Package org.biojava.bio.program.ssaha

SSAHA sequence searching API.

See:
          Description

Interface Summary
DataStore A repository that can be searched with a sequence.
DataStoreFactory Builder for a data store.
SearchListener The interface used to inform interested parties that some sequence has been searched and something found.
SequenceStreamer  
 

Class Summary
CompactedDataStore An implementation of DataStore that will map onto a file using the NIO constructs.
CompactedDataStoreFactory Builder for a data store that is backed by a java.nio.MappedByteBuffer.
HitMerger A listener that merges overlapping hits and culls all hits under a given length.
MappedDataStoreFactory Builder for a data store that is backed by a java.nio.MappedByteBuffer.
NIODataStoreFactory Builder for a datastore that has no practical file size limit.
SequenceStreamer.FileStreamer  
SequenceStreamer.SequenceDBStreamer  
 

Package org.biojava.bio.program.ssaha Description

SSAHA sequence searching API.

Overview

SSAHA is Sequence Searching Algorithm by Hashing.

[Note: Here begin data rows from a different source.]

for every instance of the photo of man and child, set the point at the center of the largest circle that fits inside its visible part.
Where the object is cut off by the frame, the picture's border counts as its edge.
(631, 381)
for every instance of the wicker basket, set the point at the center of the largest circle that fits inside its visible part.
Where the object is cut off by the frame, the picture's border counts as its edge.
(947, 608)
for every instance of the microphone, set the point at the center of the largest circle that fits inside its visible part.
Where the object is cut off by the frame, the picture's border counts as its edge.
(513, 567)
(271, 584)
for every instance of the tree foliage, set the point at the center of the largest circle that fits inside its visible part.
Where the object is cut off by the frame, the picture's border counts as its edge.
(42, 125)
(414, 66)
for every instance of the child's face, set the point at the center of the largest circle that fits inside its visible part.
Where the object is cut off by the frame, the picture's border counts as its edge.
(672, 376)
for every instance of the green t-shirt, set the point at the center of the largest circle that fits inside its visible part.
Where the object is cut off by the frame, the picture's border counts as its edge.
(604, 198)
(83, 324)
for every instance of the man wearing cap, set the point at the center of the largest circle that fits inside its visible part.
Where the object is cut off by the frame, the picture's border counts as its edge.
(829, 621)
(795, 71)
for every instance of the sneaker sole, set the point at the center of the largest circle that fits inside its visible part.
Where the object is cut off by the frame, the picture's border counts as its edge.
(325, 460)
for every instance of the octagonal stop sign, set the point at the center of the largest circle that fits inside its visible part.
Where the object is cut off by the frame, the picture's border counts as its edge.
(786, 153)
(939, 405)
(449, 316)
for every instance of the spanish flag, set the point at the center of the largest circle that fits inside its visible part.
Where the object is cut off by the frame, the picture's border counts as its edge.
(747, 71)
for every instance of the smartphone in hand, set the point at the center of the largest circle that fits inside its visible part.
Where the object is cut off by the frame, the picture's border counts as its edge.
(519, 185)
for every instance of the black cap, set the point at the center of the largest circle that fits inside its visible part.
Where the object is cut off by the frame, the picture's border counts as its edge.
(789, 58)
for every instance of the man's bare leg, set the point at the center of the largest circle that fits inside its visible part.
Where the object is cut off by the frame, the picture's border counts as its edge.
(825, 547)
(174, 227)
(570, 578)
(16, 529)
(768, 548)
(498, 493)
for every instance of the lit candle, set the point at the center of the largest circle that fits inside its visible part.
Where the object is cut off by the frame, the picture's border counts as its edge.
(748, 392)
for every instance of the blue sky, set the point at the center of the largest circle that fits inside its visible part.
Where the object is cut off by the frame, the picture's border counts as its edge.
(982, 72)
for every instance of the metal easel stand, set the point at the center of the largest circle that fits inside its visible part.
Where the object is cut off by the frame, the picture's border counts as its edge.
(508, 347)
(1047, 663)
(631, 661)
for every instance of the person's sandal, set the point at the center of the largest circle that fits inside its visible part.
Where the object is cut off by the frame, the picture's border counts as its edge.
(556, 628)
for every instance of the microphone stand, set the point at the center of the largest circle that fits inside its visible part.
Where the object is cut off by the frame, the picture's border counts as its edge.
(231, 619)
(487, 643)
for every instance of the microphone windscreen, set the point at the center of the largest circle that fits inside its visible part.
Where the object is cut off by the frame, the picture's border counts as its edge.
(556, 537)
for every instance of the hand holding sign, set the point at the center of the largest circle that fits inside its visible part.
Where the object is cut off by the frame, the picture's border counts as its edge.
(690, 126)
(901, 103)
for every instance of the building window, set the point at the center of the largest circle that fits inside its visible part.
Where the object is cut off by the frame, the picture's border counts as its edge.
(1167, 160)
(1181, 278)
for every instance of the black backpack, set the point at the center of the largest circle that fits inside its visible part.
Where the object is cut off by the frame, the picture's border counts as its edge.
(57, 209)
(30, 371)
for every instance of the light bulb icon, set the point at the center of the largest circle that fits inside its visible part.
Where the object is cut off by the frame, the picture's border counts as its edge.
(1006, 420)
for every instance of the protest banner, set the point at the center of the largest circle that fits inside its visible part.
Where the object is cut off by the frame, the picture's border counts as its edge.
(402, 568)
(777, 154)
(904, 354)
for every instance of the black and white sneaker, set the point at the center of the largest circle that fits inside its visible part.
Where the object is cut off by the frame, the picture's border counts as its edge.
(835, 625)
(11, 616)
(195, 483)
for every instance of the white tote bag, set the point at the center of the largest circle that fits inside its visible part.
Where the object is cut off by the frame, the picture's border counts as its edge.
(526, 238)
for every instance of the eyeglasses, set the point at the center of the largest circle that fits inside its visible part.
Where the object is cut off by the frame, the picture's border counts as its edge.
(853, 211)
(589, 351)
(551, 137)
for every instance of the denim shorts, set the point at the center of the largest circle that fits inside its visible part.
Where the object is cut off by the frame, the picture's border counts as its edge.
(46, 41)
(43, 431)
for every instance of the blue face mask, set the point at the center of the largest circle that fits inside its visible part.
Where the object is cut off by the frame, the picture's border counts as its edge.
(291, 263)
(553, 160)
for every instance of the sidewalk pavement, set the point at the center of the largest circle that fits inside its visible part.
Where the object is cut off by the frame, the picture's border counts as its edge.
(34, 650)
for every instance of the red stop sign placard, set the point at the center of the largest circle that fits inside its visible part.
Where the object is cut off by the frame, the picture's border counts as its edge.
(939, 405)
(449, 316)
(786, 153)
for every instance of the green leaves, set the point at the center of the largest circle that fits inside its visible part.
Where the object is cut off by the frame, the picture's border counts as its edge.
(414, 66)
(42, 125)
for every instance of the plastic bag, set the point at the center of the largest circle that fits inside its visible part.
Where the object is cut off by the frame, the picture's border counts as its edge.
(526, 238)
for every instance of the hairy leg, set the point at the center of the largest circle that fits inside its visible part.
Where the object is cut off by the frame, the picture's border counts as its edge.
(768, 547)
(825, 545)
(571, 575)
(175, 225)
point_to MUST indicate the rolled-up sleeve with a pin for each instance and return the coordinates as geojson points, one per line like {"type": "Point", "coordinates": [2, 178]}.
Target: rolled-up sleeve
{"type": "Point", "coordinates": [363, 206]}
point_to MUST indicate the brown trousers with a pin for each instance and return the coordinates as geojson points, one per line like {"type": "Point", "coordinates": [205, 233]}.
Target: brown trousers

The idea is to take a sequence database, such as EMBL, walk over all of the sequences using a window size and step size, represent each of these same-sized fragments as a bit-string, and use the bit-string as an index into a hash-table. The hash-table is used to store the location of every window (sequence and position). Search sequences are encoded as bit-patterns in the same manner, and then this is used as an index into the table to fetch all hits. Finaly, these hits are sorted and potentialy merged to produce HSPs.